E por aí foi nadando em álcool e dinheiro. A fortuna de Honesto Jardim crescia sem pausa e com ela, por afinidade ou contaminação, também crescia a fortuna de Misael e Diva. De tanto vestir a mesma roupa e aspirar o mesmo suor noturno na mesma camisa gasta e suada, erraram a medida de alguma dose e o acaso deu-lhes uma filha. Misael roeu a corda, lamuriou-se à borda dos ouvidos cúmplices de Álvaro e Gilberto: Por que não nasceu homem, porra? Mulher é coisa suja, mesmo quando é filha. Os amigos riam e por fim o confortavam, senão com palavras, por certo com as garrafas de whiskey enxugadas na mesa do Colarinho.

Álvaro e Gilberto adoravam atiçar a misoginia de Misael:
Misa, diga aí cinco coisas amáveis contra a mulher.
1 – Mulher não tem senso de humor.
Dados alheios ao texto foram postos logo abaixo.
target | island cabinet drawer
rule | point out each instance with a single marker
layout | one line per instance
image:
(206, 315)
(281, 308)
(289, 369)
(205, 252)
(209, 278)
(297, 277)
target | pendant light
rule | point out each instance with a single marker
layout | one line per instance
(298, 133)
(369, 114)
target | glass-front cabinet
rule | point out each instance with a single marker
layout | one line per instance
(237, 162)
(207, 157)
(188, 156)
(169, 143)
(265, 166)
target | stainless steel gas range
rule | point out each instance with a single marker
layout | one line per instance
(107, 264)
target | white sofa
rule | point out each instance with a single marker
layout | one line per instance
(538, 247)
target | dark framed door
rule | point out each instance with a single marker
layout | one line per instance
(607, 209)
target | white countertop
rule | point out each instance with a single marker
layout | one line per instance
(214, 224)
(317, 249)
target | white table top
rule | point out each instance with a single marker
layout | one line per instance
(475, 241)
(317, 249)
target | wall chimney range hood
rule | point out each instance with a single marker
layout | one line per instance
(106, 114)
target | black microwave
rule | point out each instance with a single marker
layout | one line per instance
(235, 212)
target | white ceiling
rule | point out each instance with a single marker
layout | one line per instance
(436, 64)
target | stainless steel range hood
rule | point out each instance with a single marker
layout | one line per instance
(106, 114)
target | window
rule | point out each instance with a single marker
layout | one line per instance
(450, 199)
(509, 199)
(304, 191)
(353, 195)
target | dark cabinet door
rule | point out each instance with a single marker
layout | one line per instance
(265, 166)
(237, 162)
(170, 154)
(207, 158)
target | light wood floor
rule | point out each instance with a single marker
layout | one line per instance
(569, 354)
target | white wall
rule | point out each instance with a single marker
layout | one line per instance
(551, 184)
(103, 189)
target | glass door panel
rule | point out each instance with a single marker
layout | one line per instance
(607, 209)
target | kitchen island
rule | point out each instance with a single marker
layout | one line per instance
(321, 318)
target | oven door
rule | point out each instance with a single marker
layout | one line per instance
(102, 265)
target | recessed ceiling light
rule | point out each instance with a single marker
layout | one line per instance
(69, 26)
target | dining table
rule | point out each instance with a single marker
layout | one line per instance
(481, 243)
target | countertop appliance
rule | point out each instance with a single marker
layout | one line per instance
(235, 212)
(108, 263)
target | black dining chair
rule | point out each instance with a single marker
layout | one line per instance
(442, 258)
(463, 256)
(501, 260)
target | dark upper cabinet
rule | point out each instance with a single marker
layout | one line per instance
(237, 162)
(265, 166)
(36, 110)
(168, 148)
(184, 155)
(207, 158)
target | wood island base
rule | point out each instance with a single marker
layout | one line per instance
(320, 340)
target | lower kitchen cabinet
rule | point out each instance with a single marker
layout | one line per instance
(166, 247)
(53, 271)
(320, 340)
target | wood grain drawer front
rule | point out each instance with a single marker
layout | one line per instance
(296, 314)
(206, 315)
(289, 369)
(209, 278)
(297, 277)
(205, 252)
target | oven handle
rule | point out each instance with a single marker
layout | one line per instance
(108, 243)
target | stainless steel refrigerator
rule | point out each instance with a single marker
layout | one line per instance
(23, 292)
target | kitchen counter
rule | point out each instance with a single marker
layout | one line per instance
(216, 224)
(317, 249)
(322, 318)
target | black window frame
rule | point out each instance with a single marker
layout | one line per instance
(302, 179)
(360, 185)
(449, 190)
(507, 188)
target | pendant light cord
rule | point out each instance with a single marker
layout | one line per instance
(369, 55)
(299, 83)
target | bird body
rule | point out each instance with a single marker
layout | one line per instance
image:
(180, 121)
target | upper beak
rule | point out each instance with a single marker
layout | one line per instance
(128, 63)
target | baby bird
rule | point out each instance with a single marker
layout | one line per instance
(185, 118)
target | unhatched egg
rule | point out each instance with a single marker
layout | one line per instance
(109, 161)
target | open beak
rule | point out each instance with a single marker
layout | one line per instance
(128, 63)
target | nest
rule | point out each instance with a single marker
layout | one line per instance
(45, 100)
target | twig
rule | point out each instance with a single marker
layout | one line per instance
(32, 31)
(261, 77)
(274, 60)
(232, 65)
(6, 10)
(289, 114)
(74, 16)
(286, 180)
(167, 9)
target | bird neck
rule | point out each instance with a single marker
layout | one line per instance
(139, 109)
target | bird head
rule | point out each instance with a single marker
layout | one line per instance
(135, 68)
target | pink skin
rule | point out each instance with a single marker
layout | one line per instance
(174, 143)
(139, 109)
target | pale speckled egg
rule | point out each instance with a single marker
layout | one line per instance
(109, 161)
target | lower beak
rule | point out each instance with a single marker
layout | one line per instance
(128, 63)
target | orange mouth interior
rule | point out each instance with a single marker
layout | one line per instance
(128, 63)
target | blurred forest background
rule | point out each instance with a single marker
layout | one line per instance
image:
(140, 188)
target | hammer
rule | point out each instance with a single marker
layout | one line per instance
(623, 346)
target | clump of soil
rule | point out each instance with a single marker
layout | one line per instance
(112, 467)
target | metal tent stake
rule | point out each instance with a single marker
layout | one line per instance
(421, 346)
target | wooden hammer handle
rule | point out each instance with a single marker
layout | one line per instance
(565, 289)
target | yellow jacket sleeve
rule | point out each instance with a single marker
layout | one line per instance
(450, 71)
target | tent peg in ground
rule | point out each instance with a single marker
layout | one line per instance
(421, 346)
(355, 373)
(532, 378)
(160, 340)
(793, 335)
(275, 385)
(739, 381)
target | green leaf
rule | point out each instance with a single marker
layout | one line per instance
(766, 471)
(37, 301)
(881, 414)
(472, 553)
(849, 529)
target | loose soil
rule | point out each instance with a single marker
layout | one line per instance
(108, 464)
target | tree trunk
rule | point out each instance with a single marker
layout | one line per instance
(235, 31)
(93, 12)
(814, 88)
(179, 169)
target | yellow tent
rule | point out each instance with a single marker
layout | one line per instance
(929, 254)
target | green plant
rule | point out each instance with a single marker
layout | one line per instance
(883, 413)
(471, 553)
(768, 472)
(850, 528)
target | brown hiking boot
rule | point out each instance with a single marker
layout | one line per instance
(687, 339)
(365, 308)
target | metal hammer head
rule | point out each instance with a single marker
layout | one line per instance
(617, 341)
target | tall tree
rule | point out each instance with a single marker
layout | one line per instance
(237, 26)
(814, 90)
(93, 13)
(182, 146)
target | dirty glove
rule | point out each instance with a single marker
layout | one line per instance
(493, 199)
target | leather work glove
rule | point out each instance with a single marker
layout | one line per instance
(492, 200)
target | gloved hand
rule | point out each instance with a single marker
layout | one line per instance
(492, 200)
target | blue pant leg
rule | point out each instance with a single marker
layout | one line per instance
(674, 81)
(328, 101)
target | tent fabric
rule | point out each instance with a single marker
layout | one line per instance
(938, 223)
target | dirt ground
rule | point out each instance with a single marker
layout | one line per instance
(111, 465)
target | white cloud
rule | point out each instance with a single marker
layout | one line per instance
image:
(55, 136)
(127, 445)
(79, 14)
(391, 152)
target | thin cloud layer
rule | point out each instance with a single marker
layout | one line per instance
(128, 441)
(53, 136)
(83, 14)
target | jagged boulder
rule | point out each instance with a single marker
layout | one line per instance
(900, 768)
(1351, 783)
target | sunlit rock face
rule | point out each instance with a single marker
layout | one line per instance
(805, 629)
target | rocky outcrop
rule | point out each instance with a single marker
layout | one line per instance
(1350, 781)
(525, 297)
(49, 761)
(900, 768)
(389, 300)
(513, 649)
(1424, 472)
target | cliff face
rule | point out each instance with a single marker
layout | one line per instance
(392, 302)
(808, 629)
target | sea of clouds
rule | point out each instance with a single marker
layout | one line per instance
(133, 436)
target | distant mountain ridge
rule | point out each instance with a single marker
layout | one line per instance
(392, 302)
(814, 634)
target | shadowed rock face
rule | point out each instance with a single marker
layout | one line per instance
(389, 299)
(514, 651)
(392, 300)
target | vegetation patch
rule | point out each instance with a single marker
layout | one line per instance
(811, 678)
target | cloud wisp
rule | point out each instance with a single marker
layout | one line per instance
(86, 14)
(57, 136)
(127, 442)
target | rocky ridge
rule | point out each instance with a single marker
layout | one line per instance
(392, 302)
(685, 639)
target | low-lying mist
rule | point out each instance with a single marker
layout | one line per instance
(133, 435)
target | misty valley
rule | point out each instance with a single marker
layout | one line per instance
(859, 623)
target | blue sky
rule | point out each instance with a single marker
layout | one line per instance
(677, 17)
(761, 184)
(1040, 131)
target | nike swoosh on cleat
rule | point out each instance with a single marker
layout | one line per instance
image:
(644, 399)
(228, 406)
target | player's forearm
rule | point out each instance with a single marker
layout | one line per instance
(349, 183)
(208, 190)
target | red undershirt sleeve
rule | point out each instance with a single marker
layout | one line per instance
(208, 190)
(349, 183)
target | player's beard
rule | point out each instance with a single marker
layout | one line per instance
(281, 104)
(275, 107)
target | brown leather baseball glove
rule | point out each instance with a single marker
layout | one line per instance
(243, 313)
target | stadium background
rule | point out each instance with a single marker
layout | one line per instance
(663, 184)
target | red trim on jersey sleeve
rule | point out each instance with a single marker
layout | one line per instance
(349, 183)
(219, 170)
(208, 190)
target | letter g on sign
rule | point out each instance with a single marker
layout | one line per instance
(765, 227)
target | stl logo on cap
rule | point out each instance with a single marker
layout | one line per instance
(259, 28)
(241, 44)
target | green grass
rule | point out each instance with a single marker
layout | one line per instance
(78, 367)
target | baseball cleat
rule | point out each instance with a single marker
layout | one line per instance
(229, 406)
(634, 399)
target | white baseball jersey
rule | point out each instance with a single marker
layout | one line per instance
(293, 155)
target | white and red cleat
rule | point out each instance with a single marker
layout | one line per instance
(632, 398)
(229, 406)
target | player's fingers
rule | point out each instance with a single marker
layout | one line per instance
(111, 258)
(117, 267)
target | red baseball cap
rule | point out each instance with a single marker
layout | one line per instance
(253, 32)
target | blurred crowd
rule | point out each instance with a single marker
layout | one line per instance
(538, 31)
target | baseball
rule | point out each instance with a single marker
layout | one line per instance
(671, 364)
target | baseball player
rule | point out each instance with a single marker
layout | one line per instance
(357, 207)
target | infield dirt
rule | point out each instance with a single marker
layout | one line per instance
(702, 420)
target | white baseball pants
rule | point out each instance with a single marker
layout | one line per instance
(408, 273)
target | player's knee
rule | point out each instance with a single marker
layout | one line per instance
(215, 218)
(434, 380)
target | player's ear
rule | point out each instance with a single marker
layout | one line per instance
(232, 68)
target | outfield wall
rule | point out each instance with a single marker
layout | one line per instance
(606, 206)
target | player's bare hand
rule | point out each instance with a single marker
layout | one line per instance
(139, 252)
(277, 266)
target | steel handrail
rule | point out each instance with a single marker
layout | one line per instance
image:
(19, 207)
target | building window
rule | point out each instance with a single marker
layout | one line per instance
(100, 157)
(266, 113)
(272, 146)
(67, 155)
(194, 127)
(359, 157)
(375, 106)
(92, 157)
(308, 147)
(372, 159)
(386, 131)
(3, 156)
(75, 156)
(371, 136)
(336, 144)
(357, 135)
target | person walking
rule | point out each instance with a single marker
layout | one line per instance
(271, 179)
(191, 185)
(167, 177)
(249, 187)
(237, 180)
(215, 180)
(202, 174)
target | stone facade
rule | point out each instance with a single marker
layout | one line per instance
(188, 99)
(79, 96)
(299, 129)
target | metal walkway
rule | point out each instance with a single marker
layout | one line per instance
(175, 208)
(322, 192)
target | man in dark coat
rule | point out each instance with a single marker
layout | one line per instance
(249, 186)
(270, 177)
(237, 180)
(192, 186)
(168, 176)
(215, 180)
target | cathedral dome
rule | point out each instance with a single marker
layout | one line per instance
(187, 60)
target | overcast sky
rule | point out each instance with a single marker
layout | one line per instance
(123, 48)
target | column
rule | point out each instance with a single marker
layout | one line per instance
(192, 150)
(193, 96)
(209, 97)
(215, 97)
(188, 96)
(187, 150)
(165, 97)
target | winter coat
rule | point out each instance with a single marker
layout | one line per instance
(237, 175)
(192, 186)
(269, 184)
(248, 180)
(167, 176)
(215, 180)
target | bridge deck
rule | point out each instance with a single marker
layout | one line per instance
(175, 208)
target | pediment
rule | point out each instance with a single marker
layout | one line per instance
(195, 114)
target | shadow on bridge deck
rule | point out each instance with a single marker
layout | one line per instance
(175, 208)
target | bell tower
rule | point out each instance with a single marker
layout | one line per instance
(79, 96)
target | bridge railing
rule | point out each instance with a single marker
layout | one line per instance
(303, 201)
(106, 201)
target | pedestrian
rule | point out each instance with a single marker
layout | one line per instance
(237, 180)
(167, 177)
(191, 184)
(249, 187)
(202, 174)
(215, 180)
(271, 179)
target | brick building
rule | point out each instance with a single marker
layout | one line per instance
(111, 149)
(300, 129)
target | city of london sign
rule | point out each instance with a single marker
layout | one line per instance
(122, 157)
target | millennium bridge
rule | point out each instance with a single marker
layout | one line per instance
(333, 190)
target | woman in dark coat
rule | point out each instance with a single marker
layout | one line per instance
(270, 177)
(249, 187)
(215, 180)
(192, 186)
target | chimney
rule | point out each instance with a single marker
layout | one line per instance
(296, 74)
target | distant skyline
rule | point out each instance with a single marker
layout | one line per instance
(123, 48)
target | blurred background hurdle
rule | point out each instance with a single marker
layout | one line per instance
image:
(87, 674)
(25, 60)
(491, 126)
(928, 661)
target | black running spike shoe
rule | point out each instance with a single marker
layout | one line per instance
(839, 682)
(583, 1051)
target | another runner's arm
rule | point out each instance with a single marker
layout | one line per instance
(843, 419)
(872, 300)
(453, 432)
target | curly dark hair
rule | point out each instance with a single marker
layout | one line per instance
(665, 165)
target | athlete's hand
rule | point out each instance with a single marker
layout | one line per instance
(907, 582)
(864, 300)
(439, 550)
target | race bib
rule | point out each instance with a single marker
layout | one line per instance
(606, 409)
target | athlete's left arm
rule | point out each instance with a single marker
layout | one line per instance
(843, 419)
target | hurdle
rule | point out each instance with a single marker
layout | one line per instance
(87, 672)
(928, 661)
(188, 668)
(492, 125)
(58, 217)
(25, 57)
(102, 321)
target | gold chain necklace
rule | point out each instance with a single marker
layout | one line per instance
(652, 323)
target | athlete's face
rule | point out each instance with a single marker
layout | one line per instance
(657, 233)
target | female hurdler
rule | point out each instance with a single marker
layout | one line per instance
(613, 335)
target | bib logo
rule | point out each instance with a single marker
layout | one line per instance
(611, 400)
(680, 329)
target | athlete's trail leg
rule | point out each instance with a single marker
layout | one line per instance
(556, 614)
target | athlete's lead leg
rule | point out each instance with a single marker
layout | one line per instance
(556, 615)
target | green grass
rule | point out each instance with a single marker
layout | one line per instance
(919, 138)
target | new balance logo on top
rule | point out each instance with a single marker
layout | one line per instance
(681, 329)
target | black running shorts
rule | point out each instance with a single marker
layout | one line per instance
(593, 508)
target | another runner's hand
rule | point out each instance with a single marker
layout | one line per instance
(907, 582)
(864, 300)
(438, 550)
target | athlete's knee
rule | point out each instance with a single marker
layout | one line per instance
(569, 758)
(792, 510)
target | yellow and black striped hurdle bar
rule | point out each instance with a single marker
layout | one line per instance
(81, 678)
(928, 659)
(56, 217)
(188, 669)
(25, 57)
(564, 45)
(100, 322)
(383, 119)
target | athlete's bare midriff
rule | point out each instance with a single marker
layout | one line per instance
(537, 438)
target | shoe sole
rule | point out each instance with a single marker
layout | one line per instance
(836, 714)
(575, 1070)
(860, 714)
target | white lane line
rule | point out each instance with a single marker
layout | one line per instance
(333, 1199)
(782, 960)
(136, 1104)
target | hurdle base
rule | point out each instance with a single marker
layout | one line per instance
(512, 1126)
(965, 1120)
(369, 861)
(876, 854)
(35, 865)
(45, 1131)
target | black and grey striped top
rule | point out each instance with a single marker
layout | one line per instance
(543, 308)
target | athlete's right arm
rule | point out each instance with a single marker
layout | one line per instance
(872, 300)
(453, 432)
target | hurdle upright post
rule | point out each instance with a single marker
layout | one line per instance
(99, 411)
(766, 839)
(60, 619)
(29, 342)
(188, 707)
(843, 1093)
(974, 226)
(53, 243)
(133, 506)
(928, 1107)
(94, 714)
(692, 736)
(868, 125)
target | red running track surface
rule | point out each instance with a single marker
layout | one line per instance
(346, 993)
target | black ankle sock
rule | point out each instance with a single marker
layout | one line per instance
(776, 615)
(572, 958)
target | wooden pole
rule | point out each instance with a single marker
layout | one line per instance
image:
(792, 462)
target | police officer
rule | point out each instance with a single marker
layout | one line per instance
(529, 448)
Nem de amor, pois ama com completa insensatez.
2- Quem pode confiar na sensatez / de um bicho que menstrua todo mês?
3 – A mulher acredita em amor eterno. Provando que não tem juízo, quando ama quer logo casar iludida com a tolice de que o casamento sacramenta a eternidade do amor.
4 – A mulher é incapaz de renunciar a suas ilusões amorosas, salvo no caso em que a ilusão de um amor maior ocupa o espaço do amor gasto ou insatisfeito.
5 – Mulher é um bicho muito complicado.
6 – A mulher é uma terra incógnita.
Chega, Misa. Pedi apenas cinco. Você não deixa pedra sobre pedra.
Que é que eu posso fazer, Alvinho? Esse deserto é fértil. Se eu abrir a torneira, vai haver um dilúvio no Colarinho.
E riam, riam de se dobrar sobre a mesa.

Passaram os anos e outros acasos que lhe trouxeram mais dois filhos. Quero dizer: mais duas filhas. Ele se desesperava na intimidade dos amigos, roía o pó do destino inclemente e desabafava ainda e sempre: por que não um homem, porra? Mulher é suja. Mais alguns anos e estarão menstruando como a mãe. O pior é que são camisa que gruda no corpo, bens de propriedade definitiva. Onde uma máquina de lavar que me liberte dessas camisas sujas grudadas a meu corpo? Os ouvintes e confidentes complacentes já não eram Álvaro e Gilberto, nem o cenário era a mesa do Colarinho. Misael olhou em torno e se sentiu confortado pelo atmosfera cúmplice dos presentes reunidos numa sala dos Alcoólatras Anônimos.